Ginsenosides are converted to bioactive compounds, such as compound K, by intestinal bacteria (Kim 2015). Compound K possesses anticancer, anti-inflammatory, and anti-allergic properties, and contributes to the health-enhancing effects of ginseng (Kim 2015; Bae 2002). Fermented ginseng contains compound K, making fermentation one method of enhancing the bioavailability of this important compound (Jin 2012; Hasegawa 2004).
Rhodiola rosea. Found in mountainous areas of Europe, Asia, and North America, Rhodiola rosea is an herb with a long history of use in traditional medicine as an anti-fatigue, anti-stress, and mood-enhancing agent.

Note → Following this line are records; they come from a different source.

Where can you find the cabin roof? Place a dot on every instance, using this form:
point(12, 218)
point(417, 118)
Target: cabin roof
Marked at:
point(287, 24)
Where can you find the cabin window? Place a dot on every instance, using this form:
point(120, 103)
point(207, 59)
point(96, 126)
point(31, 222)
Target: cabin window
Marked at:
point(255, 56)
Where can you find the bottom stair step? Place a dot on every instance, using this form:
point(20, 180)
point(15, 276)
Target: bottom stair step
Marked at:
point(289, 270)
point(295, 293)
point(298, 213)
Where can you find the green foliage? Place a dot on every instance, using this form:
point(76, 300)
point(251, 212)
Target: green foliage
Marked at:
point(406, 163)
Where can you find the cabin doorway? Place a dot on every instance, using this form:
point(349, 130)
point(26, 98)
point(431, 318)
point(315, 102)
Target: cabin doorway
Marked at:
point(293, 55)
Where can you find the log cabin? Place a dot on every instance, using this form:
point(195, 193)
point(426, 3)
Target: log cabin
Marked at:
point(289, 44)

Studies have also shown that Rhodiola has positive effects on exercise performance and endurance in humans and animals (Noreen 2013; Duncan 2014; Lee 2009; De Bock 2004).
Rhodiola is an adaptogen, increasing the body’s ability to adapt to the stress of physical exercise (Parisi 2010; Walker 2006). Rhodiola also increases utilization of fat for energy, improves mitochondrial function, and suppresses free radicals (Chen 2014; Parisi 2010; Walker 2006).
In one controlled trial in active young women, rhodiola improved endurance exercise performance by reducing perceived effort. Subjects given a single oral dose (3 mg/kg body weight, or about 200 mg for a 150-pound person) of rhodiola completed a six-mile time trial on a stationary bicycle significantly faster that subjects given placebo. Rhodiola also lowered the heart rate response to submaximal exercise in this study (Noreen 2013).
Another placebo-controlled trial measured the effect of arhodiola extract standardized to contain 3% rosavins and 1% salidroside in 24 participants. Researchers noted endurance exercise capacity improved one hour after an acute dose of 200 mg of rhodiola extract (De Bock 2004).
Rhodiola may lessen exercise-induced muscle damage. In a study in male athletes, four weeks of rhodiola supplementation prior to exhaustive endurance exercise significantly decreased markers of muscle damage. Notably, serum levels of creatine kinase, which rise after vigorous exercise, substantially decreased after rhodiola ingestion (Parisi 2010).